I must say that Sullivan's serious music doesn't take me far beyond "charming" and "tuneful." Operetta is just the place where those qualities find a happy home. Interestingly, Franz Lehar started out writing serious opera but had little success until he turned to operetta, and Johann Strauss's one attempt at opera was a flop. Everybody wants to write the great tragedy or grand symphony or epic novel.


----------



## Meyerbeer Smith (Mar 25, 2016)

I really got into them when I was 13 - the mixture of clever lyrics (In the period Socratic / Every dining room was Attic; an attachment a la Plato to a bashful young potato) and good tunes. There are clever patter songs, impressive choruses (the Peers, the Soldiers of the Queen, the Ghosts' High Noon ), elaborate finales (Patience, Ida, Yeomen, Iolanthe) and moments of pure musical beauty (the Mabel/Frederick duet; "I hear the soft note" from Patience).
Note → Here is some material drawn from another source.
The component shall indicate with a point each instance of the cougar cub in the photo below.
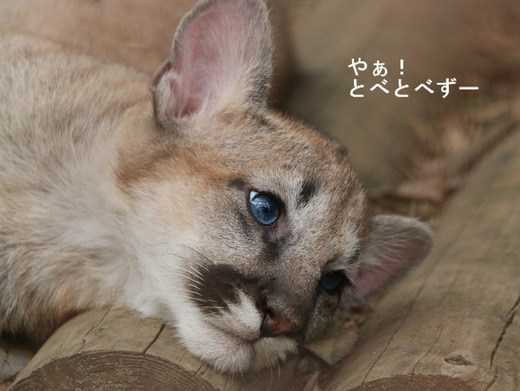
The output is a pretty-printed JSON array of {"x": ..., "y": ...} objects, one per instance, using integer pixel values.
[{"x": 194, "y": 203}]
In a way, they paved the way for opera.

It's easy to forget how good they were, particularly since schools and amateur groups often put on not very good productions, and professional companies do overly clever / jokey stagings (the Pirate King like Jack Sparrow; the Japanese chorus dressed in business suits and carrying briefcases), that don't work. G&S works best if done straight. 

Best? Mikado, which is black comedy - threatened suicides, decapitations, burial alive and boiling in oil. And they call this family entertainment? Patience, Iolanthe and Princess Ida (musically). The Grand Duke.

Utopia Ltd is fairly dreary, apart from the Act 1 finale, which has a lovely soaring melody praising the Joint Stock Companies Act of '62, and "Society has quite forsaken all her wicked courses".


----------



## DavidA (Dec 14, 2012)

G & S is great fun. OK the music isn't exactly profound but Sullivan certainly wrote a good tune and also knew how to write for the voice in such a way it is singable even to amateurs. And of course Gilbert's lyrics are inimitable. Have sung in one of them when at school and have been involved with production of a couple of the operettas. Everyone had a whale of a time. Great fun!


----------



## DavidA (Dec 14, 2012)

SimonTemplar said:


> It's easy to forget how good they were, particularly since schools and amateur groups often put on not very good productions, and professional companies do overly clever / jokey stagings (the Pirate King like Jack Sparrow; the Japanese chorus dressed in business suits and carrying briefcases), that don't work. *G&S works best if done straight.
> *
> .


I'd agree in general but would make an exception for the brilliant ENO Mikado produced by Jonathan Miller.


----------



## SixFootScowl (Oct 17, 2011)

Very interesting, but seems to lean more towards a musical than opera. My dad always talked about the Mikado and the Pirates but I never took the time to really check them out.


----------



## Meyerbeer Smith (Mar 25, 2016)

Florestan said:


> Very interesting, but seems to lean more towards a musical than opera. My dad always talked about the Mikado and the Pirates but I never took the time to really check them out.


They're the English equivalent of operetta or opera comique. Sullivan was classically trained - he received a Mendelssohn scholarship , and studied at the Leipzig Conservatoire - and arranged opera scores for piano. The "Savoy operas" show the influence of (or parody) Auber, Bellini, Donizetti, Meyerbeer, Gounod, Offenbach, Verdi, Wagner and Weber, among others.


----------



## Pugg (Aug 8, 2014)

Love this box, making a miserable day bright again :tiphat:


----------



## Meyerbeer Smith (Mar 25, 2016)

Florestan said:


> Very interesting, but seems to lean more towards a musical than opera. My dad always talked about the Mikado and the Pirates but I never took the time to really check them out.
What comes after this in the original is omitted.